To synthesize the gestures, we built a virtual human simulator using a commercial game engine, namely Unity. The 3D models for the character bodies were retrieved from Mixamo, the 3D models for the face were generated on FaceGen, and the characters were assembled using 3ds Max. The character bodies were already rigged and ready for animation. We created four characters representative of the domains we were interested in: male in civilian and camouflage uniforms, and female in civilian and camouflage uniforms. Each character can be changed to reflect a Caucasian, African-American, and East Indian skin color. The simulator also supports two different body shapes: thin and thick. The seven gestures were animated using standard skeleton-animation techniques. Three animations, using the human data as reference, were created for each gesture. The simulator supports performance of the gestures with an arbitrary number of repetitions and at arbitrary speeds. The characters were also endowed with subtle random motion for the body. The background environments were retrieved from the Ultimate PBR Terrain Collection available at the Unity Asset Store. Finally, the simulator supports arbitrary camera orientations and lighting conditions.
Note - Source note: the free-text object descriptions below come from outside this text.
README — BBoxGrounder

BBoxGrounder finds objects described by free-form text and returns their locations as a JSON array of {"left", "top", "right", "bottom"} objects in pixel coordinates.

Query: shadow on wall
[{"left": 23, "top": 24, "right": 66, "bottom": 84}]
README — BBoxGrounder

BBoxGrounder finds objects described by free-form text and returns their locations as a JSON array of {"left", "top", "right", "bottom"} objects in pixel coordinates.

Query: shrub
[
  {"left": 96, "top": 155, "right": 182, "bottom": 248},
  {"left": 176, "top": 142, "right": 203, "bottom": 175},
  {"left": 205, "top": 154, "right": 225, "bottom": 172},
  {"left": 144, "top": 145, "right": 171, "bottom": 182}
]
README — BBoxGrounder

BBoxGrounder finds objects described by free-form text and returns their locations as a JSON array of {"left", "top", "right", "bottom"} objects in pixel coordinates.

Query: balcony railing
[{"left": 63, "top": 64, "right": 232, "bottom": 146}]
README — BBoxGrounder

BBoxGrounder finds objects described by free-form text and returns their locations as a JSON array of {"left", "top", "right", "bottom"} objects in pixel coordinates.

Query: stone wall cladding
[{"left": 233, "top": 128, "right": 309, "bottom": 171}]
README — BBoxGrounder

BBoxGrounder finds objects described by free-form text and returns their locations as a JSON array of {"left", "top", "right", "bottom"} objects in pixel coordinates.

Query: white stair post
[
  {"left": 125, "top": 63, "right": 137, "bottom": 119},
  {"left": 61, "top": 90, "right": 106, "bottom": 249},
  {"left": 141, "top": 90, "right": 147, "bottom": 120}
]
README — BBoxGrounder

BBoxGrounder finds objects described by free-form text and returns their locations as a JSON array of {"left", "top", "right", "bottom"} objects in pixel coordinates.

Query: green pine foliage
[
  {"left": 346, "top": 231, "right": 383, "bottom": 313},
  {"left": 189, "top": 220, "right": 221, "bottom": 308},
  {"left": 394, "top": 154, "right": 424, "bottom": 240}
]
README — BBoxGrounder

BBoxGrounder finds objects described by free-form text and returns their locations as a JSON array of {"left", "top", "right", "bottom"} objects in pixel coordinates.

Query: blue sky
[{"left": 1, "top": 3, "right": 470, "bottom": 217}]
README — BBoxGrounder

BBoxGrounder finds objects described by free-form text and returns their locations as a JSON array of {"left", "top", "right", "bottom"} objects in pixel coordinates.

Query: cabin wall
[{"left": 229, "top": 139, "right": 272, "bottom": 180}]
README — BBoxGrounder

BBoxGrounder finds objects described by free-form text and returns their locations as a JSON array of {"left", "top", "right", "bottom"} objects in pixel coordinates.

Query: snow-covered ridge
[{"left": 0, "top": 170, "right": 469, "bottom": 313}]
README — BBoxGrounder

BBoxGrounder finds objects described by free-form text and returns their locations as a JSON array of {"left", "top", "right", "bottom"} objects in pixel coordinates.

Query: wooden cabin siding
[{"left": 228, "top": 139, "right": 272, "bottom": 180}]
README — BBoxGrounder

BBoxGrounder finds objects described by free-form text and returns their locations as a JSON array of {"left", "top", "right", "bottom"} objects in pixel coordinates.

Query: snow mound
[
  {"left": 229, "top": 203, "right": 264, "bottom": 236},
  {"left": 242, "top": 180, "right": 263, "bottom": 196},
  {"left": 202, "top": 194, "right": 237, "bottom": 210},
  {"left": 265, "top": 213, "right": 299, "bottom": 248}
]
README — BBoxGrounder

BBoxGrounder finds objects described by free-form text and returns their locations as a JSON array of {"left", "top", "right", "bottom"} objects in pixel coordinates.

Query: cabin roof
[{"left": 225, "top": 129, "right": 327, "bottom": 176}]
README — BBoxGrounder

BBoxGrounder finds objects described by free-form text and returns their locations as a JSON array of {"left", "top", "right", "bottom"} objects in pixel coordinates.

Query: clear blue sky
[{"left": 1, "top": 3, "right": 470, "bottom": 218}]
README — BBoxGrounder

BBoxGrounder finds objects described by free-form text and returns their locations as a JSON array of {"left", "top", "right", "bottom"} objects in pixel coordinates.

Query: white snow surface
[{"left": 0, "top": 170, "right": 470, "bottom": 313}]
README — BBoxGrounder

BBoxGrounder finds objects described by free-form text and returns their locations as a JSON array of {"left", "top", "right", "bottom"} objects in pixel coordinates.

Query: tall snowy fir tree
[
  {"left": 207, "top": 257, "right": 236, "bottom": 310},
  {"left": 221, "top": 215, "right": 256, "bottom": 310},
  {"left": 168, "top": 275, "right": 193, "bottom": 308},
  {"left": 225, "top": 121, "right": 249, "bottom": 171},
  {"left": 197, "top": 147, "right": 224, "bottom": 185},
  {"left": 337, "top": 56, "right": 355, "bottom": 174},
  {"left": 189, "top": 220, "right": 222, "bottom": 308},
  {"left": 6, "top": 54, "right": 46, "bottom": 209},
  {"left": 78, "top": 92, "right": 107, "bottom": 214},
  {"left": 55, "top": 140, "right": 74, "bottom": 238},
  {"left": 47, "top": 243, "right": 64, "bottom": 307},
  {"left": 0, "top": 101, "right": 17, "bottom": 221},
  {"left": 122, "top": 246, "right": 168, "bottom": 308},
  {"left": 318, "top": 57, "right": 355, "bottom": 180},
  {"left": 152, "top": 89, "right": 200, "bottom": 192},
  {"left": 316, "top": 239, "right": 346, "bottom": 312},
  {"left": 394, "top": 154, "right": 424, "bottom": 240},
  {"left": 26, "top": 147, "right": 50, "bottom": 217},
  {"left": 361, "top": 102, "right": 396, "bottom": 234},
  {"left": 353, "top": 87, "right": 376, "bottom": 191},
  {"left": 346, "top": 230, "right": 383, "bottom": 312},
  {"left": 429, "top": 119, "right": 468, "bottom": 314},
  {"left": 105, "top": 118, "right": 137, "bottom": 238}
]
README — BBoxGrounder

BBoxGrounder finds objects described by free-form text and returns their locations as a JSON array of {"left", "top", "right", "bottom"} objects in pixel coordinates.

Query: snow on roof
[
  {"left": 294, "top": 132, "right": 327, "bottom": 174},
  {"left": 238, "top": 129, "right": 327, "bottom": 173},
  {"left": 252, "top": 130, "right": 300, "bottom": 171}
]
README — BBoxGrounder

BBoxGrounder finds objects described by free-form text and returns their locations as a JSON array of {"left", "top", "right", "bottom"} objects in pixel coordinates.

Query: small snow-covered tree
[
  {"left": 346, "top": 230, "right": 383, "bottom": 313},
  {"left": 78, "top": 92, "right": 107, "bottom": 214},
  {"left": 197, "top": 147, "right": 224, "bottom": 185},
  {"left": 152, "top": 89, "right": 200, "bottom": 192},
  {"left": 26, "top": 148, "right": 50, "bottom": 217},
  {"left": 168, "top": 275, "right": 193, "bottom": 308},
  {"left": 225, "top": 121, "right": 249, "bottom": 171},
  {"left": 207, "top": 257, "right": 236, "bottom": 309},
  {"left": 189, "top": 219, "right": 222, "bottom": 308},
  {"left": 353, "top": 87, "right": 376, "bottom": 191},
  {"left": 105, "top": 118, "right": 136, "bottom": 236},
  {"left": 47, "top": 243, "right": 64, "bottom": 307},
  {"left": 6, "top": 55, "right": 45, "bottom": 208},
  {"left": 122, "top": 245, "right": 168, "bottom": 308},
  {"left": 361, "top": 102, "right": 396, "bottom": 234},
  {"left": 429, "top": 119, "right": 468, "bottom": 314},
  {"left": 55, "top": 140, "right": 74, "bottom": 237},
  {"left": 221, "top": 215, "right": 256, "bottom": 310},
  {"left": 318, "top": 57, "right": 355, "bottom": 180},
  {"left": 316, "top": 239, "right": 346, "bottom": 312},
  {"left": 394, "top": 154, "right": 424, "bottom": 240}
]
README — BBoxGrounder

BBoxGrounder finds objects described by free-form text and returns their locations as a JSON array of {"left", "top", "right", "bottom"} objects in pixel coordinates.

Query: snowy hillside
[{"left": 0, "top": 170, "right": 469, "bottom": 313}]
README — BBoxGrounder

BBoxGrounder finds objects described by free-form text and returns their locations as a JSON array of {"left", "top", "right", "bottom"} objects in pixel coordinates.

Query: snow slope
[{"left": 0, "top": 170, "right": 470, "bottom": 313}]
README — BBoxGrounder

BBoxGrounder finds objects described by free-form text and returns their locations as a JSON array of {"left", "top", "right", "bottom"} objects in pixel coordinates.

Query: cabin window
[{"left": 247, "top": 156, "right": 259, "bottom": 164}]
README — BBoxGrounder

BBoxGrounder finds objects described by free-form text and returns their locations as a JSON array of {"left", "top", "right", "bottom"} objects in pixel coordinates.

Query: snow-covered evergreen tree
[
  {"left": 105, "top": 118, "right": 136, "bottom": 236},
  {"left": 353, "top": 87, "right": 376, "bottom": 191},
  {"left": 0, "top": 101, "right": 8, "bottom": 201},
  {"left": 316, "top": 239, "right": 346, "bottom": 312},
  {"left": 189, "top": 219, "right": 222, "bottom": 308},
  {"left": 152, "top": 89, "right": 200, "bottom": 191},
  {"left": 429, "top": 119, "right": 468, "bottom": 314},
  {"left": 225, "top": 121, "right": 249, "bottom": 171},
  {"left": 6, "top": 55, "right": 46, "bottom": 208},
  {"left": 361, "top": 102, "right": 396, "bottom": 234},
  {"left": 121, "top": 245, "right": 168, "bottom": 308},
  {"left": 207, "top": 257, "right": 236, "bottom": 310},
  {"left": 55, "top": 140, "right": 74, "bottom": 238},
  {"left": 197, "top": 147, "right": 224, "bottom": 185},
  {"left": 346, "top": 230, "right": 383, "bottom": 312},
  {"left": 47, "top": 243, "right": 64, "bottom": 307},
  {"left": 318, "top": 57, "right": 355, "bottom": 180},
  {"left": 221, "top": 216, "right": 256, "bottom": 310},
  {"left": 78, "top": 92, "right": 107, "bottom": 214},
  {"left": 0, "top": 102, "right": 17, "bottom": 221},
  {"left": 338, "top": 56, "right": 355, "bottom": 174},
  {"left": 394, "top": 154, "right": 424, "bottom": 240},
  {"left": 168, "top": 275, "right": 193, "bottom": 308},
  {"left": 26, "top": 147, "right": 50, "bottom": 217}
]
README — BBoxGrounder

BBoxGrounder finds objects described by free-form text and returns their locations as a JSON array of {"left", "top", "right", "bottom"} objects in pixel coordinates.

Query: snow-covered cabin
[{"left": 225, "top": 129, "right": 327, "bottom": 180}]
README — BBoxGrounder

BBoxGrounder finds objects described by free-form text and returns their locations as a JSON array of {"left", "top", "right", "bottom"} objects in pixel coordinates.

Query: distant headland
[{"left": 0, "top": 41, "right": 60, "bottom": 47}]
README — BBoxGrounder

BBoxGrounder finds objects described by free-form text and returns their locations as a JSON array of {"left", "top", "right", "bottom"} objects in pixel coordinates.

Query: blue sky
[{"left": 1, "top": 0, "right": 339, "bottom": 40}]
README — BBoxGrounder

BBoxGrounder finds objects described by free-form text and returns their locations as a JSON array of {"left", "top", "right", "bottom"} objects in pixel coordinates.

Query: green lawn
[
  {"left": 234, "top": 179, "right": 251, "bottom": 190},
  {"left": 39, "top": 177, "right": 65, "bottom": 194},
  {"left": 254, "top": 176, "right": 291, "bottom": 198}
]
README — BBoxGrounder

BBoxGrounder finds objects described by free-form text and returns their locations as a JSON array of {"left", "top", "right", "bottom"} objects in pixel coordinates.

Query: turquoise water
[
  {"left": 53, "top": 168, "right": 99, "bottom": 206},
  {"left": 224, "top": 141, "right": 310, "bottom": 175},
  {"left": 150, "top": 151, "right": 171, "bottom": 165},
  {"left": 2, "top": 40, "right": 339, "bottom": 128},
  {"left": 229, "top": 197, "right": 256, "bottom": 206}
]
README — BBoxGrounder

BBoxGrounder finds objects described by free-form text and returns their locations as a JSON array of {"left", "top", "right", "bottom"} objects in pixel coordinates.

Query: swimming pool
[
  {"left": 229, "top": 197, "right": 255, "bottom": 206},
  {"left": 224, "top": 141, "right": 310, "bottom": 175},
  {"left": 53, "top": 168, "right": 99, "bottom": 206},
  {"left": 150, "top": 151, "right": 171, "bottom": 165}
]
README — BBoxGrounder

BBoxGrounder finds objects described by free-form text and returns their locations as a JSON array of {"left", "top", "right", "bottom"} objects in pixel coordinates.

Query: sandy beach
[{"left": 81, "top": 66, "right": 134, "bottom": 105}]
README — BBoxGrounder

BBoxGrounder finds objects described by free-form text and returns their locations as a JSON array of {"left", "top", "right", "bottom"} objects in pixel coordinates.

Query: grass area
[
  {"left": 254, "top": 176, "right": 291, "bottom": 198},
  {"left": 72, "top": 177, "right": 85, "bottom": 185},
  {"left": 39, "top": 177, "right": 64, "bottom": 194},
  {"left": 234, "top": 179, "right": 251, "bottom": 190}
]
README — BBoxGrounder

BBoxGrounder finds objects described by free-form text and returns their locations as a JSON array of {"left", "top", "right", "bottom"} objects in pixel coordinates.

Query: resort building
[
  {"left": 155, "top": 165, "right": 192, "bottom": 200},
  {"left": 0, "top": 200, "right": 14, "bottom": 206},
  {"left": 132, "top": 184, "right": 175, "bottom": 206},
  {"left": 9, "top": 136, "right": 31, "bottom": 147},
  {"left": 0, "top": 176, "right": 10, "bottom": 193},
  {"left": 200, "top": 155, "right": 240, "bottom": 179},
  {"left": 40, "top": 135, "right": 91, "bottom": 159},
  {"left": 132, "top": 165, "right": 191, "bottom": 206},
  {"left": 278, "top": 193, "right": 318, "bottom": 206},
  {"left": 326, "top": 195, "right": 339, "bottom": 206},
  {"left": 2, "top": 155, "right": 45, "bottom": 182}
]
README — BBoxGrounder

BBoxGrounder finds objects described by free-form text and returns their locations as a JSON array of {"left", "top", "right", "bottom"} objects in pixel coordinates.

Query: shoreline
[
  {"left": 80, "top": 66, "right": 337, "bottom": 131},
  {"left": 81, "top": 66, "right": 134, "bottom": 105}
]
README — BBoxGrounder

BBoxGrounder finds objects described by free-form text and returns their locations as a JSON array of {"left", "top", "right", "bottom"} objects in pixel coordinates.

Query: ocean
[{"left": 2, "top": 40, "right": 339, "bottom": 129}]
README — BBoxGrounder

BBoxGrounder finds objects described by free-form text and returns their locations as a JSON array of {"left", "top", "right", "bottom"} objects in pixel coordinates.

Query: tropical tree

The synthetic dataset was generated by systematically varying the aforementioned parameters. In total, 117,504 videos were synthesized. The average video duration was between 3 to 5 seconds. To generate the dataset, we ran several instances of Unity, across multiple machines, over the course of two days. The labels for these videos were automatically generated, without any need for manual annotation.

Usage notes

The following files are available with the dataset:

  •, ..., (26.2 GB): Raw videos for the human subjects performing the gestures and annotations
  •, ..., rocog_human_frames.z02 (18.7 GB): Frames for human data used for training and testing. Each folder also has annotations for gesture (label.bin), orientation (orientation.bin), and the number of times the gesture is repeated (repetitions.bin)
  •, ..., rocog_synth_frames.z09 (~85.0 GB): Frames for synthetic data used for training and testing. Each folder also has annotations for gesture (label.bin), orientation (orientation.bin), and the number of times the gesture is repeated (repetitions.bin)

The labels are saved into Python binary struct arrays. Each file contains one entry per frame in the corresponding directory. Here's Python sample code to open these files:

import glob
import os
import struct

frames_dir = 'FemaleCivilian\\10_Advance_11_1_2019_19_6_29'
frame_count = len(glob.glob(os.path.join(frames_dir, '*[0-9].png')))
fmt_str = '<{}i'.format(frame_count)
labels = list(struct.unpack(fmt_str, open(os.path.join(frames_dir, 'label.bin'), 'rb').read()))

The gesture labels are as follows: 0, advance; 1, attention; 2, rally; 3, move forward; 4, halt; 5, follow me; 6, move in reverse.